Frequently Asked Questions

What are the three Microsoft MAI models announced in April 2026?+

Microsoft announced MAI-Voice-1 (text-to-speech), MAI-Transcribe-1 (audio transcription), and MAI-Image-2 (image generation). All three are available in public preview through Azure Speech, Microsoft Foundry, and the MAI Playground.

How much does MAI-Voice-1 cost?+

MAI-Voice-1 is priced at 22 dollars per million characters. For reference, narrating a typical novel of about 500,000 characters would cost approximately 11 dollars.

How fast is MAI-Voice-1 at generating speech?+

MAI-Voice-1 can generate 60 seconds of expressive audio in less than one second on a single GPU, making it suitable for real-time applications.

Can MAI-Voice-1 clone voices?+

Yes, MAI-Voice-1 supports voice cloning from audio samples as short as 3 seconds and up to 120 seconds.
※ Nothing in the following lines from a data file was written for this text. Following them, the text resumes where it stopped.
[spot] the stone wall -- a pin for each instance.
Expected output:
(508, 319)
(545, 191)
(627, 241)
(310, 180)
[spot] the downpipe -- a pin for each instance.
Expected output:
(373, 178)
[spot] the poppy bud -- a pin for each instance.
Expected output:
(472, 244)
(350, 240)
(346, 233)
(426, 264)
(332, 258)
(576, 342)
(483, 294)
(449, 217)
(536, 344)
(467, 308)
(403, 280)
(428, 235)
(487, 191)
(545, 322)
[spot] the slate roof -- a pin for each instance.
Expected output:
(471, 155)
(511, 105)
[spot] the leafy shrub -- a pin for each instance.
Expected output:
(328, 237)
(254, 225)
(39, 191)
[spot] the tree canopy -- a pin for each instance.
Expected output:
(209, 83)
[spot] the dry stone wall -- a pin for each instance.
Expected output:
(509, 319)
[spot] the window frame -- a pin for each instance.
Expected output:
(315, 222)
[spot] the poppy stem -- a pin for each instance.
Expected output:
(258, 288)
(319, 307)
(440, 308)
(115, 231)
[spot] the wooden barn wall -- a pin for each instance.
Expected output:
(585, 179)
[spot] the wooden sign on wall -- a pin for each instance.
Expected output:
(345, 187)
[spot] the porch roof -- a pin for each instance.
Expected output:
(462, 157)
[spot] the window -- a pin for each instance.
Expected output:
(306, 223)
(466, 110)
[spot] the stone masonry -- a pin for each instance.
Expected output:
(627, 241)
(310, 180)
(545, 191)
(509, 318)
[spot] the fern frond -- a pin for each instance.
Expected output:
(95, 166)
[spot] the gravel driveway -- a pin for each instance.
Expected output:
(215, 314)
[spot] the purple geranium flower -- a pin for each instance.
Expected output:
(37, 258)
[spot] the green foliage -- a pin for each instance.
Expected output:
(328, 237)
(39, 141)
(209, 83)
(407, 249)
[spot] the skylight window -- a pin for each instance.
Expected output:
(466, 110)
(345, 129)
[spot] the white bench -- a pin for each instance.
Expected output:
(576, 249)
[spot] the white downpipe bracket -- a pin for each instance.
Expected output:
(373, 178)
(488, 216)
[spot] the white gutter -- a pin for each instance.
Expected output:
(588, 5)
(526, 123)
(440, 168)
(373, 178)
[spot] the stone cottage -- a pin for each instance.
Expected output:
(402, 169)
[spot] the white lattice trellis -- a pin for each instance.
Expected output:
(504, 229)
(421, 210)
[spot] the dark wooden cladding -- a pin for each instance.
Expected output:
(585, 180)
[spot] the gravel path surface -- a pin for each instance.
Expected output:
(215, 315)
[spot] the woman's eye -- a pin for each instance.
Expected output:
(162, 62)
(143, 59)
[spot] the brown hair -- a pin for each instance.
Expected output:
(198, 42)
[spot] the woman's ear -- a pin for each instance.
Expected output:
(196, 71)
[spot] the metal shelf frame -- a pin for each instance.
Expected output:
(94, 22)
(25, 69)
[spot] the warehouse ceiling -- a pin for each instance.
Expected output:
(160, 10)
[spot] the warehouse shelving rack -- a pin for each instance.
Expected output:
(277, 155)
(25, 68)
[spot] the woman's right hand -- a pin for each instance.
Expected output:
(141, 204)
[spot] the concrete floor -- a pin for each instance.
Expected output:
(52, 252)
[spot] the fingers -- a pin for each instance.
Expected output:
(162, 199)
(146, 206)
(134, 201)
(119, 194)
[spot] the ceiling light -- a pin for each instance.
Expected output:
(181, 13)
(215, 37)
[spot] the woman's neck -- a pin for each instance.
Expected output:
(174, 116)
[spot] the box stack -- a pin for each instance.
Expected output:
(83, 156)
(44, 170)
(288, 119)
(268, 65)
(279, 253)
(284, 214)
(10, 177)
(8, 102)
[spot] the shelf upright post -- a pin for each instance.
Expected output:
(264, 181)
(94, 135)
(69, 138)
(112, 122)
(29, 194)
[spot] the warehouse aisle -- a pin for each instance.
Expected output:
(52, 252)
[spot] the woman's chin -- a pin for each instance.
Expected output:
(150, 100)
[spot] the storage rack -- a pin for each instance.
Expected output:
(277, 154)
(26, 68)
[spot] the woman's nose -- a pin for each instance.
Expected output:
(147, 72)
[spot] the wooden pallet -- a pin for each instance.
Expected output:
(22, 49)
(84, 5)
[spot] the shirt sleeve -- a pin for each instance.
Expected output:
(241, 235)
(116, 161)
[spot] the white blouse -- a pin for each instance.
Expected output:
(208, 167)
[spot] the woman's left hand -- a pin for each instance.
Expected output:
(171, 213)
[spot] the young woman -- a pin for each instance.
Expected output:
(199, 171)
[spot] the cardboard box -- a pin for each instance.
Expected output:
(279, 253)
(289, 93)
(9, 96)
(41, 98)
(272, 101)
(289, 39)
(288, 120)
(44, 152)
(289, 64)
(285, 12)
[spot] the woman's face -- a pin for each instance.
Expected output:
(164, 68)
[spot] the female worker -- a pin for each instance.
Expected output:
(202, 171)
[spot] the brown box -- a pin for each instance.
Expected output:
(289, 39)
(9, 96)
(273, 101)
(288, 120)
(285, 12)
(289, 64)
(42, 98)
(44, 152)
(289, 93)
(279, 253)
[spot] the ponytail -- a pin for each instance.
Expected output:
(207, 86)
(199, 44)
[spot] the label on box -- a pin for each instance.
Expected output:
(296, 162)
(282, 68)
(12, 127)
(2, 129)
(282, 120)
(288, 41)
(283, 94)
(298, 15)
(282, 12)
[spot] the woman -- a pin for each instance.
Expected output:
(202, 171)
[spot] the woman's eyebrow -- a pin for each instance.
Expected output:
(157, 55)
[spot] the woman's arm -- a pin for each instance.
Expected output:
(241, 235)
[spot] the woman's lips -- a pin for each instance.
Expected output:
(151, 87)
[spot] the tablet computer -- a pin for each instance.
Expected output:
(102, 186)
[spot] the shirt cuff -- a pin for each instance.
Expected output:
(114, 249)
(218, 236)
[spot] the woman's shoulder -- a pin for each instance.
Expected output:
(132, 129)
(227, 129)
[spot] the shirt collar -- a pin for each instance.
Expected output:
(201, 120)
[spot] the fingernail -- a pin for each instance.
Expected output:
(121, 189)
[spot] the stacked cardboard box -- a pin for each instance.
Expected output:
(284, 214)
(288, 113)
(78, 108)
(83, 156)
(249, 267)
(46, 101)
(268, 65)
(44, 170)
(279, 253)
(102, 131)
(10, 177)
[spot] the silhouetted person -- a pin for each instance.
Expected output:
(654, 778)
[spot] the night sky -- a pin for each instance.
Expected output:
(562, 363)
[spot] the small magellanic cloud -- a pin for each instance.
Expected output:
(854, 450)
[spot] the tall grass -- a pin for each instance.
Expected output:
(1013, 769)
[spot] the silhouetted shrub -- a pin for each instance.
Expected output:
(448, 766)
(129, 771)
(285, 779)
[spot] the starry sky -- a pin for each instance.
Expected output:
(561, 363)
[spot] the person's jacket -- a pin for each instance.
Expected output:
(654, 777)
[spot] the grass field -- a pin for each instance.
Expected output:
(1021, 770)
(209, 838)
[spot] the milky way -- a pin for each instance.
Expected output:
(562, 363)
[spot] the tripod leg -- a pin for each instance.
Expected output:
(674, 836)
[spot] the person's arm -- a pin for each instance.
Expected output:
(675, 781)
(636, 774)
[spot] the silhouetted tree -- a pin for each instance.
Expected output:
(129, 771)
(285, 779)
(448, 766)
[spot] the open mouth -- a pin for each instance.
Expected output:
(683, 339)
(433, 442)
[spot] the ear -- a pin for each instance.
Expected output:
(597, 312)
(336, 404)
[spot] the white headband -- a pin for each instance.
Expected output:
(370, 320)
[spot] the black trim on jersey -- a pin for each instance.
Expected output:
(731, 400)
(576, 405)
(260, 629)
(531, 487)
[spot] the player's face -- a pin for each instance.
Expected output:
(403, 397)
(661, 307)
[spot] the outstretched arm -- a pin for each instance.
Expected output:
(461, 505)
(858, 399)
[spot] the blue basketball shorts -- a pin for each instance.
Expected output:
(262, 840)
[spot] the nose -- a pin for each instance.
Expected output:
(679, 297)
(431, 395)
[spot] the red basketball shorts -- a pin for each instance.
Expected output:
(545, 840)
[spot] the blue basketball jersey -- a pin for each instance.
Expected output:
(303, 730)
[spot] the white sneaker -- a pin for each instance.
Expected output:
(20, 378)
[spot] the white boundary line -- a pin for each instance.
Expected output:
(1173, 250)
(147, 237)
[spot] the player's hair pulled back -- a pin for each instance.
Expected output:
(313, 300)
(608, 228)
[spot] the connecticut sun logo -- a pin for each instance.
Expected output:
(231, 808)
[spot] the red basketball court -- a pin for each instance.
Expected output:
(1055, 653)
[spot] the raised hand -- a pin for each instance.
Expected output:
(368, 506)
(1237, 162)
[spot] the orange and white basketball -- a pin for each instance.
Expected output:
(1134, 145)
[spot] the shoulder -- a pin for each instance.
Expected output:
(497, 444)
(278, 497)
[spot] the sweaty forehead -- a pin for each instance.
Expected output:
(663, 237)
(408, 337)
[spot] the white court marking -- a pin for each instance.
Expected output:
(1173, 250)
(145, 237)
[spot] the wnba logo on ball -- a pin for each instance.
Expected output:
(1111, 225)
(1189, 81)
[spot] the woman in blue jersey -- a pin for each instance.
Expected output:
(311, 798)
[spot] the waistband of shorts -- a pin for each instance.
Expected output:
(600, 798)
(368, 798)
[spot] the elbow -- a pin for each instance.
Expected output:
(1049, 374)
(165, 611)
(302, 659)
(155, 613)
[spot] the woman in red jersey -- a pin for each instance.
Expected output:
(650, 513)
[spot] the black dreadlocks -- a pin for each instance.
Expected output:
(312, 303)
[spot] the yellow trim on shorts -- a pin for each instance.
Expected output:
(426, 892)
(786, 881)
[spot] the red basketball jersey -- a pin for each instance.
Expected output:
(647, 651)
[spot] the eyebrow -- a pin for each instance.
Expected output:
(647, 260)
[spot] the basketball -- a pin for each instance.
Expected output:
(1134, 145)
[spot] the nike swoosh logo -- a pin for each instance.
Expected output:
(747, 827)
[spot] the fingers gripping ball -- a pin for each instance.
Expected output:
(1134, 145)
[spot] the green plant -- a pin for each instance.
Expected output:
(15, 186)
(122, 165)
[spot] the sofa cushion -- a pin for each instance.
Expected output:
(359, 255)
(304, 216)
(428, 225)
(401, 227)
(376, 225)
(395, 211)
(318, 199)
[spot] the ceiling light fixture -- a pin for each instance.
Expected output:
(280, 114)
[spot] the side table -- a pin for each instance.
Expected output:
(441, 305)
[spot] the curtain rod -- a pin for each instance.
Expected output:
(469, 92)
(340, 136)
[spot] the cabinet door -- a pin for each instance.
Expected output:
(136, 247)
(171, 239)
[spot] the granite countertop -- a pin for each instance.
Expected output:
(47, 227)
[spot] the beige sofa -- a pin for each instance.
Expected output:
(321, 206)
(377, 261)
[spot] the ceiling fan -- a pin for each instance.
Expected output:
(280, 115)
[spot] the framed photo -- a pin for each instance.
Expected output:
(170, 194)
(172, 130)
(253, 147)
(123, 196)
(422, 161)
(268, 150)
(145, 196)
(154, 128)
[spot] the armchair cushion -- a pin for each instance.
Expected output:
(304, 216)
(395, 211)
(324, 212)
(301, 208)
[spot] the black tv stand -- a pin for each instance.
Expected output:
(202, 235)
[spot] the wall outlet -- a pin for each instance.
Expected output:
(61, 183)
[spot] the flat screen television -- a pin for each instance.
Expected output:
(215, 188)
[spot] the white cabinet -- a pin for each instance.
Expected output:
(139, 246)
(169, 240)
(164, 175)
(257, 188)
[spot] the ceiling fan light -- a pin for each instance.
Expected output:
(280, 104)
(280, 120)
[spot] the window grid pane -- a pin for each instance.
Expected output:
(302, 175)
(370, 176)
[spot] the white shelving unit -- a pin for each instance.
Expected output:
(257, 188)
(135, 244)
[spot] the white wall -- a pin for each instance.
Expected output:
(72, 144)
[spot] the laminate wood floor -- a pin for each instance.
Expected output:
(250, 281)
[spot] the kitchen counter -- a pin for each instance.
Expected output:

This feature is under gated access and requires Microsoft's approval to use.

What languages does MAI-Voice-1 support?+

MAI-Voice-1 currently supports English (US) only, with 6 prebuilt voices. Microsoft has announced plans to add support for 10 or more additional languages.

Who leads the Microsoft MAI team?+

Mustafa Suleyman, Microsoft's CEO for AI, leads the MAI Superintelligence team. He previously co-founded DeepMind and Inflection AI.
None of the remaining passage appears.